A chaque nouveau poème, l'on se demande comment le même sujet peut générer autant de variations, et d'aussi captivantes.
François est amoureux. le 6 avril 1327, en l'église Sainte-Claire d'Avignon, il rencontre Laure de Noves, mariée à Hugues de
Sade, un ancêtre de Donatien, le divin marquis, et en tombe éperdument (comme on dit) amoureux. Elle se refusera toujours a lui et François entreprend de mettre en vers (
sonnets, chansons essentiellement) sa passion amoureuse malheureuse et la mélancolie qui règne alors sur sa vie.

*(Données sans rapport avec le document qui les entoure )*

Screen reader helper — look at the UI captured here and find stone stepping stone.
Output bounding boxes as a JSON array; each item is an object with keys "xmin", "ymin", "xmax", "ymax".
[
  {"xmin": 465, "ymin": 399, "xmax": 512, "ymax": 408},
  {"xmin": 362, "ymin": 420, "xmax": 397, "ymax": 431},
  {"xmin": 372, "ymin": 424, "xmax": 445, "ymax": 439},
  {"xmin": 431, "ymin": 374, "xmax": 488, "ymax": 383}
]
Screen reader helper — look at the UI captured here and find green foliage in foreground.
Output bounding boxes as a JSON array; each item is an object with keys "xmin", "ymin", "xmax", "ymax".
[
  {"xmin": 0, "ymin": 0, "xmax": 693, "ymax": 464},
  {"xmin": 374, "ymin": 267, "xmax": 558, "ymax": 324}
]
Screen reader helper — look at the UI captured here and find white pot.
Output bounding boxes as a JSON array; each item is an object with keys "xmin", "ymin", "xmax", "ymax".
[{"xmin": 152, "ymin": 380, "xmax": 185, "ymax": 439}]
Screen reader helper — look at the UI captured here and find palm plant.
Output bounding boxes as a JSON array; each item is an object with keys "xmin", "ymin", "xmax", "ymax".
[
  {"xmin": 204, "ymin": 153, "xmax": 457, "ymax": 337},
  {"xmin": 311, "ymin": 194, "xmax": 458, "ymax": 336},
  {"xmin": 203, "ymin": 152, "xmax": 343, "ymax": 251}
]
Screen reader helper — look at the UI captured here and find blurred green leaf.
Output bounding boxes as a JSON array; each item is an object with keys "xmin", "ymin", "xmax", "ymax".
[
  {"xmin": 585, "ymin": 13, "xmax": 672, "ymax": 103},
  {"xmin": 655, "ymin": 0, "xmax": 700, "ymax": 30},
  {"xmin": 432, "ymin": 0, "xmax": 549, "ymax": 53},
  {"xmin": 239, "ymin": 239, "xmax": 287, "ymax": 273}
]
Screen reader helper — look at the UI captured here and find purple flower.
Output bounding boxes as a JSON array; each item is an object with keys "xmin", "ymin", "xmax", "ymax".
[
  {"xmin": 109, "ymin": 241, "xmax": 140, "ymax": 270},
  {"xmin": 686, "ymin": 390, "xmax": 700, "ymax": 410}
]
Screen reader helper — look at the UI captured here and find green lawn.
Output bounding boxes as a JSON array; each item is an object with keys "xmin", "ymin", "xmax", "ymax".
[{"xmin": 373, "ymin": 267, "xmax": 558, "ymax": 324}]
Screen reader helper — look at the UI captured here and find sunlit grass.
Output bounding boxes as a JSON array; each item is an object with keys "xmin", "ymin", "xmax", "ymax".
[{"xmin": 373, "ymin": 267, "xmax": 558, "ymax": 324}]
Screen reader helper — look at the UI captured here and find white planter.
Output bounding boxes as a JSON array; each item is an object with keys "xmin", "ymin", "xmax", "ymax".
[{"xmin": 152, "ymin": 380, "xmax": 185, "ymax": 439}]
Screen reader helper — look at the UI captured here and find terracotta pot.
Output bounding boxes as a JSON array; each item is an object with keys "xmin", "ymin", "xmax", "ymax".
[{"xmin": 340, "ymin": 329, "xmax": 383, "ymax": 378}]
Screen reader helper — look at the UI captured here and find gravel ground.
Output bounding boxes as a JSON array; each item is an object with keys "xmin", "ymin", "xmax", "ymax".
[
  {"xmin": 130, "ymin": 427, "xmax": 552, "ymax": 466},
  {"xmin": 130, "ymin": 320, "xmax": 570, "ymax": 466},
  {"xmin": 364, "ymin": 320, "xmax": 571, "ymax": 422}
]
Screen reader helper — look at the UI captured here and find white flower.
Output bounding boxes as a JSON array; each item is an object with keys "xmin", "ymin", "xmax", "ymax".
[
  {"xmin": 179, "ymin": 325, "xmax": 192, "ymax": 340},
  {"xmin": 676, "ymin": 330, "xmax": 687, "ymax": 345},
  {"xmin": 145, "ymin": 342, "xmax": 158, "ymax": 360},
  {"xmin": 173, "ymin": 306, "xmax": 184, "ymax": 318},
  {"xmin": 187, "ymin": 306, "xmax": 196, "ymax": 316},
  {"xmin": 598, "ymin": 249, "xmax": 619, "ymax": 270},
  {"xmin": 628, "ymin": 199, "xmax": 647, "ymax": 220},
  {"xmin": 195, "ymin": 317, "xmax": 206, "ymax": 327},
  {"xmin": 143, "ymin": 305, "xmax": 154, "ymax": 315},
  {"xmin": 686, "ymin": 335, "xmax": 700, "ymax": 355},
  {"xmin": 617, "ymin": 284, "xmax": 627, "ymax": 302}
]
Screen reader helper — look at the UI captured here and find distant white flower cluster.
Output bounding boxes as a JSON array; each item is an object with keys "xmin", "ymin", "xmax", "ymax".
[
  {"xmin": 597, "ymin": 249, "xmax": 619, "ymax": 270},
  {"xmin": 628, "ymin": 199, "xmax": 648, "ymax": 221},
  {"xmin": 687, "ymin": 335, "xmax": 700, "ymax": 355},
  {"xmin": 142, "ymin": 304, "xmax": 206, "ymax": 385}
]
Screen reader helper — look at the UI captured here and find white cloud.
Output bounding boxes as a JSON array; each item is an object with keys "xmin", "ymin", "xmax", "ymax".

Il y travailla jusqu'à sa mort.
Mais les poètes sont menteurs, pour notre plus grand bonheur. Il faut éviter de donner une allure strictement biographique à un recueil poétique. C'est avant tout une construction littéraire.
François Pétrarque en effet est un ecclésiastique, diplomate, grand voyageur, qui eut deux enfants de mères inconnues. Ce n'est pas le portrait qui se dégage du
Canzoniere mais la poésie n'est-elle pas l'expression de l'intériorité?
Les poèmes sont donc consacrés à un amour malheureux, aux sentiments de l'amant éconduit, qui se morfond dans la mélancolie. Dis ainsi, cela pourrait ne pas donner envie, mais le poète sait explorer toutes les nuances de cette situation amoureuse, tous les miroitements de la mélancolie.
Les références mythologiques servent à multiplier les points de vue sur la femme aimée: Laure renvoie à Daphné (le laurier) aimée d'Apollon, mais elle est aussi l'or ou l'aurore, entre autres.
À la douleur de la passion non assouvie succède petit à petit la mélancolie, puis l'amour de cette mélancolie même. Et quand Laure décède de la peste en 1348, François ne peut s'empêcher de continuer à l'aimer, quelque douleur que cela lui cause encore. Cet amour, après vingt ans, est de plus en plus épuré. Les visions de Laure sont comme des visites qu'elle lui rend du ciel qu'elle illumine désormais.
Tout cela est mélancolique et beau, mais pas romantique. L'on songe plutôt à l'amour courtois et à l'adoration de la Dame.
La postérité du
Canzoniere est immense: depuis les Français
Ronsard et
Du Bellay, jusqu'à
Pasolini en passant par les
sonnets de
Shakespeare, parmi beaucoup d'autres.
J'ai lu le
Canzoniere dans la traduction récente de René de Ceccatty (2018). J'ai beaucoup apprécié son effort de rendre cette poésie ancienne en français contemporain, sans trop d'archaïsme. Juste un souci, les traductions ne comportent aucune note, ce qui rend incertaine la compréhension de certains passages. Alors j'ai quelquefois plongé dans l'édition commentée de Marco Santagata. Si on lit un peu d'italien, on y trouve une foule d'informations qui enrichissent la compréhension.
Si l'aventure vous tente, n'hésitez pas, la traversée vaut le voyage.